22.05.2018

O AN: Good Time

Sıkışıp Kalmış Hayatlar…

Safdie Kardeşler’in (Benny Safdie, Josh Safdie) üçüncü uzun metrajı olan Good Time, her ne kadar bir soygun filmi olarak tanıtılsa da aslında tamamen farklı bir amaca sahiptir. Filmde ne klasik soygun filmlerinde olduğu gibi uzun uzun detaylandırılan bir soygun planının yapılmasına şahit oluruz ne de gerilimin, aksiyonun buram buram hissedildiği bir soygun anına. Zira Good Time’ın amacı bambaşkadır: New York’un arka sokaklarında kısılıp kalmış iki kardeşin öyküsüdür anlatılmak istenen. Bir Martin Scorsese hayranı olan Safdie Kardeşler, özellikle ustanın After Hours filmini kendilerine referans olarak alırlar Good Time’ı yaratırken. Afişinden, jeneriğine, karakter yaratımından, mizansenine kadar her konuda After Hours ile akrabalık taşır Good Time. Tıpkı After Hours’daki gibi bir anti kahramanın yolculuğuna bizi film boyunca ortak eden yönetmenler, adeta bir labirenti andıran şehirde oradan oraya savrulan ama her defasında daha da dibe batan bir hikâyeye ortak eder bizleri. Bu tüm film boyunca altı çizilen Kafkavari çıkışsızlık hali tek bir sahnede özetlenir.

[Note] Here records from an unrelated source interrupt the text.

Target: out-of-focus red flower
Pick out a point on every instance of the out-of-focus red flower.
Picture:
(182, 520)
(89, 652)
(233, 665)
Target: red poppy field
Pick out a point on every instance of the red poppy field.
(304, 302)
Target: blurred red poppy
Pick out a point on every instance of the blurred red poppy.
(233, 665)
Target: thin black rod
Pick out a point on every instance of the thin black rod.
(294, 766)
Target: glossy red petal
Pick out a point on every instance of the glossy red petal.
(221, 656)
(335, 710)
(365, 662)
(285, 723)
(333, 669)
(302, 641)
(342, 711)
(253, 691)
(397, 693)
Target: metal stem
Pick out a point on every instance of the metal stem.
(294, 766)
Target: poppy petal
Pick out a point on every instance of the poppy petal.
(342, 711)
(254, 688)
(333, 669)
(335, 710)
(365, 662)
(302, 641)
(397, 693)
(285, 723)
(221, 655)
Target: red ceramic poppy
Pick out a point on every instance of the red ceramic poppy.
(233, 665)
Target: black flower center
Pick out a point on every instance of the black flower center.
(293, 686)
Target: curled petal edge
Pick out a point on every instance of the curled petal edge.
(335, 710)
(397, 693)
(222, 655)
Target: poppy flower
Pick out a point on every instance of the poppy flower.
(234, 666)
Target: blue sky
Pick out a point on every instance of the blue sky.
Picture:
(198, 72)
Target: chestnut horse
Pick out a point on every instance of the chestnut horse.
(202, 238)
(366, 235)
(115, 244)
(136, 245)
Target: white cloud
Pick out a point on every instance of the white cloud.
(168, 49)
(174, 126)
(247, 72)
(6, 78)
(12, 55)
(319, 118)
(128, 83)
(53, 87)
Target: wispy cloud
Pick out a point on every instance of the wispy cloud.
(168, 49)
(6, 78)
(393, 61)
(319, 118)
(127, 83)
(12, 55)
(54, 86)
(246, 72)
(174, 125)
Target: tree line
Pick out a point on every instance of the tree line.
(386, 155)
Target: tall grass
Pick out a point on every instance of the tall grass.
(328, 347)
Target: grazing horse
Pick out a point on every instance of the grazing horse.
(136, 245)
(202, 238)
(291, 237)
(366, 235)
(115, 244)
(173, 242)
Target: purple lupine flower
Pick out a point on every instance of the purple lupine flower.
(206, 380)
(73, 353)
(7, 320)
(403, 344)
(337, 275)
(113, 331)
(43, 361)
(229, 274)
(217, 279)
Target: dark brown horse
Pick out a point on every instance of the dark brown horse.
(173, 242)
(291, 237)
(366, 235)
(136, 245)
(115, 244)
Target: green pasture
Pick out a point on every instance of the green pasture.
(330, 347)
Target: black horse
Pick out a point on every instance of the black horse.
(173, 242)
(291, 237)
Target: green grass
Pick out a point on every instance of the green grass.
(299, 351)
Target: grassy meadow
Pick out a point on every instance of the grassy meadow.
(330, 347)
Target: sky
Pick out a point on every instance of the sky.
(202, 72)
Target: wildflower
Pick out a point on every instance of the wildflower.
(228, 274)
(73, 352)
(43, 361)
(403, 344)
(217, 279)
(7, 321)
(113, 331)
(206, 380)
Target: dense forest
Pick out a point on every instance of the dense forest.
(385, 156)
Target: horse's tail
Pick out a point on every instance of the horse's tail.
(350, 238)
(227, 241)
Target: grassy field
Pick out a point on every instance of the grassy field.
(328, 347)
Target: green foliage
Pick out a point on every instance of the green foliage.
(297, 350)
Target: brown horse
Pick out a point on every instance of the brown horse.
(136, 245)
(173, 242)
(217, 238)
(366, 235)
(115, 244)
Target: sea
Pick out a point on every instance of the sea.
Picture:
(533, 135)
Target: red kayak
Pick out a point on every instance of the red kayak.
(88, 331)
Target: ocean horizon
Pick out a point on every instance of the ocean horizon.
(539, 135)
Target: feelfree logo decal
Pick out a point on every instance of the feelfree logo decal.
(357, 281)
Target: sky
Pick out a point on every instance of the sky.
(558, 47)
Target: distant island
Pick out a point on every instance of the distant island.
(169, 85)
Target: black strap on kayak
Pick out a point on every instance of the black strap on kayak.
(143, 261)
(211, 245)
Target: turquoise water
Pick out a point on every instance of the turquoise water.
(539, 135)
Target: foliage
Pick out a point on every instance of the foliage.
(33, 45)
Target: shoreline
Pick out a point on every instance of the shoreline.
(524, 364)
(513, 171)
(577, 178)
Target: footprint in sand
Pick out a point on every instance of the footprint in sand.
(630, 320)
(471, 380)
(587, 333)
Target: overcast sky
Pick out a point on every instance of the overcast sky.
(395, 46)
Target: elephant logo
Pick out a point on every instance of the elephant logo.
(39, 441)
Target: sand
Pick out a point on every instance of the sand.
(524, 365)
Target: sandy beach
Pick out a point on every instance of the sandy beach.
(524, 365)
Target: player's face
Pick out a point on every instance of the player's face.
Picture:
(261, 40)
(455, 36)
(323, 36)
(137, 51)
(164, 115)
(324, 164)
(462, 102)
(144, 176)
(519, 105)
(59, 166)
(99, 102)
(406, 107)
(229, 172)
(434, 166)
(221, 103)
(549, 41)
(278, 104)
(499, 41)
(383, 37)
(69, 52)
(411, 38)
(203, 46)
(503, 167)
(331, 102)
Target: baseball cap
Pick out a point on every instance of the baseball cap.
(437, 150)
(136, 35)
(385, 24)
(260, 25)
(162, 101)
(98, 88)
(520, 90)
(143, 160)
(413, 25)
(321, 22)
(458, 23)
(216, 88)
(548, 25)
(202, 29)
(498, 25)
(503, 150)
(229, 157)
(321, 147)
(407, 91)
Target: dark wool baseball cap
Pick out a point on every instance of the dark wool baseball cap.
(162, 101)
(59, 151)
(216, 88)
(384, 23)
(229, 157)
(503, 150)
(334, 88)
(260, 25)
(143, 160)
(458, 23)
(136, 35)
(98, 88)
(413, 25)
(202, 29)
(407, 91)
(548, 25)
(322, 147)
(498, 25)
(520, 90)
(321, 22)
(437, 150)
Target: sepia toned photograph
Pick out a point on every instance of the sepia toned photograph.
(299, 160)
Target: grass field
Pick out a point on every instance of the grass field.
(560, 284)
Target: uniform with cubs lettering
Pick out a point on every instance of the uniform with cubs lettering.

Filmin başından itibaren kardeşini sistemin ehlileştirici ellerinden kurtarmak, ona herkesten her şeyden uzakta huzurlu bir hayat yaşatmak için verdiği mücadelede başarısız olan Connie’nin son çırpınışlarıyla başlar sahne. Kardeşini rehabilite merkezinden kaçırdığı andan itibaren bir an bile durmayan, yılmayan Cornie’nin en umutsuz anında bile hâlâ çabalaması inanılır gibi değildir. Cornie, onu tanımaya başladığımız ilk andan itibaren New York sokaklarındaki koşuşturmasının adeta bir temsili olan binanın önünde labirenti andıran bahçede koşturur son bir umut. Bu an aslında tüm bu sebeplerden dolayı Cornie’nin tüm koşturmacasının bir özetini sunar bizlere. Aslında Cornie (Robert Pattinson), başından beri bir labirentin içinde belki biraz da deney faresi gibi koşturup durmuştur. Zira filmin yaptığı birkaç geniş açı çekimde daha net görürüz şehrin bu labirent halini. Ama sistem ne ona ne de kardeşine bir çıkış asla sunmamıştır.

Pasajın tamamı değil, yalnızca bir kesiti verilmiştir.